Ley nodded and shifted in the hard chair. "You are probably right. So we can only infer that Bowen's death is to serve a warning to someone here?"
"But no one knows we are here .. ."
"How do you know that?" Ley asked mildly. "Well damn it, you said we weren't . . ."
"I could have been wrong, you know."
"Look," I said desperately, "it's after two o'clock in the morning and I haven't had any sleep yet. I'm hungry. I find I'm involved in a plot that's right out of a spy thriller —my only companion is a member of Interpol and his superior is deader than a doornail, and here we sit trying to figure out how the hell someone killed him and whether or not they will try to kill us, all when they are not even supposed to know that we are here in a dumb little village in the middle of Yugoslavia—and all the while you get cuter and cuter. How the hell do I know if you're wrong or not! Stop confusing the issue any more than it already is!"
Ley smiled tolerantly at my outburst. "I am sorry if it sounds confusing, but that is exactly the way it appears to me. Obviously, I am not infallible. I thought we had not been followed. It rather seems that we have been. So, what do we know? That there are at least three unknown assailants wh
o are looking or waiting for us?"
"Yeah, great, that's all we know . . . why three?"

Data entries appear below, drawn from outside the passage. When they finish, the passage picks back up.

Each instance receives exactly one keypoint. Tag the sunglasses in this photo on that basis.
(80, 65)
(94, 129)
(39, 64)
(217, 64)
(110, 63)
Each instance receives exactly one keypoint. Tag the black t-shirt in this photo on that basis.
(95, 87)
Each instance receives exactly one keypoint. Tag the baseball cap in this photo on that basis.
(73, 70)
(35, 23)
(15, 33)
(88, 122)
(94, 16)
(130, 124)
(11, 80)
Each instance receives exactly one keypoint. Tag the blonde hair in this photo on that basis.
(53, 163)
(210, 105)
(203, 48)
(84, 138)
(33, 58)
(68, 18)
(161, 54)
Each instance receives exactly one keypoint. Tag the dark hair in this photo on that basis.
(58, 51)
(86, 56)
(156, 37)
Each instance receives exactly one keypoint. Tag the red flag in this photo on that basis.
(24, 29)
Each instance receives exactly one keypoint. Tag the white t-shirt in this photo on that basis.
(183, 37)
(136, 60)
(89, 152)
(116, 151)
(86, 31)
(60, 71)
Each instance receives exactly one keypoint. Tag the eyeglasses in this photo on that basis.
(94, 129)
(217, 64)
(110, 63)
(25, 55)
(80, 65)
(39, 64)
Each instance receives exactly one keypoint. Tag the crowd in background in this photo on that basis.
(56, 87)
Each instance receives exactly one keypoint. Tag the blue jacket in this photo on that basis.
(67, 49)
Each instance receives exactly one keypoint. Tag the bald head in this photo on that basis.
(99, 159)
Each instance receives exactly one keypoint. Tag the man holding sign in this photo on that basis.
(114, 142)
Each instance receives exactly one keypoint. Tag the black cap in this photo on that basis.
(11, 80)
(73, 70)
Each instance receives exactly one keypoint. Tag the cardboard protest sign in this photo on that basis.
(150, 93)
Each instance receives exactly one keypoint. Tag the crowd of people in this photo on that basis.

"Because it would have taken at least two men to kill Major Bowen and one to follow us.
That is the minimum number."
He raised his hand to forestall my next question. "Major Bowen was killed before we got off the train. His body was quite cool when I discovered him; it takes at least an hour for the human body to cool after death, especially in a warm room like this. And that is probably the reason that
I did not find the killers waiting for me. They did not know I . . . we were coming."
"Now they do?"
"It is quite possible. If our organization or the Yugoslav police has been penetrated as far as I think they have, then part of the Nazi organization knew that Bowen was coming here. Since even by code I did not refer to you in any way, they would know only that he was coming to Tobruz to meet someone. They would know only that Bowen's contact was connected with the investigation."
"So, you are saying that they don't know that I'm in Tobruz?"
"That depends on who you mean by they. Surely the man or men who followed you or me know. As by now, do the killers of Major Bowen."
"So, then the Neo-Nazis know that I'm at least traveling with . . ."
"Not necessarily. I have already talked with the desk clerk. He tells me there are only two telephones in all of Tobruz . . . the one downstairs and the one in the local police station. We must gamble that they have not used the police phone."
"What about the hotel's phone?"
"The desk clerk says that no messages have gone through him at all since six o'clock this evening when two men with accents and ski equipment made a call to Belgrade."
"Our two friends?"
"Most likely. He gave me a description of them . . . they are posing as skiers. So my guess at the moment is that they have gone to meet the man who is following us. That is the reason they left the body . . . not as a warning, at least yet, but because they had to leave."
"Okay, so then the only three people connected with the Neo-Nazis who know that I am involved with you are right here somewhere in Tobruz. What do we do about it?"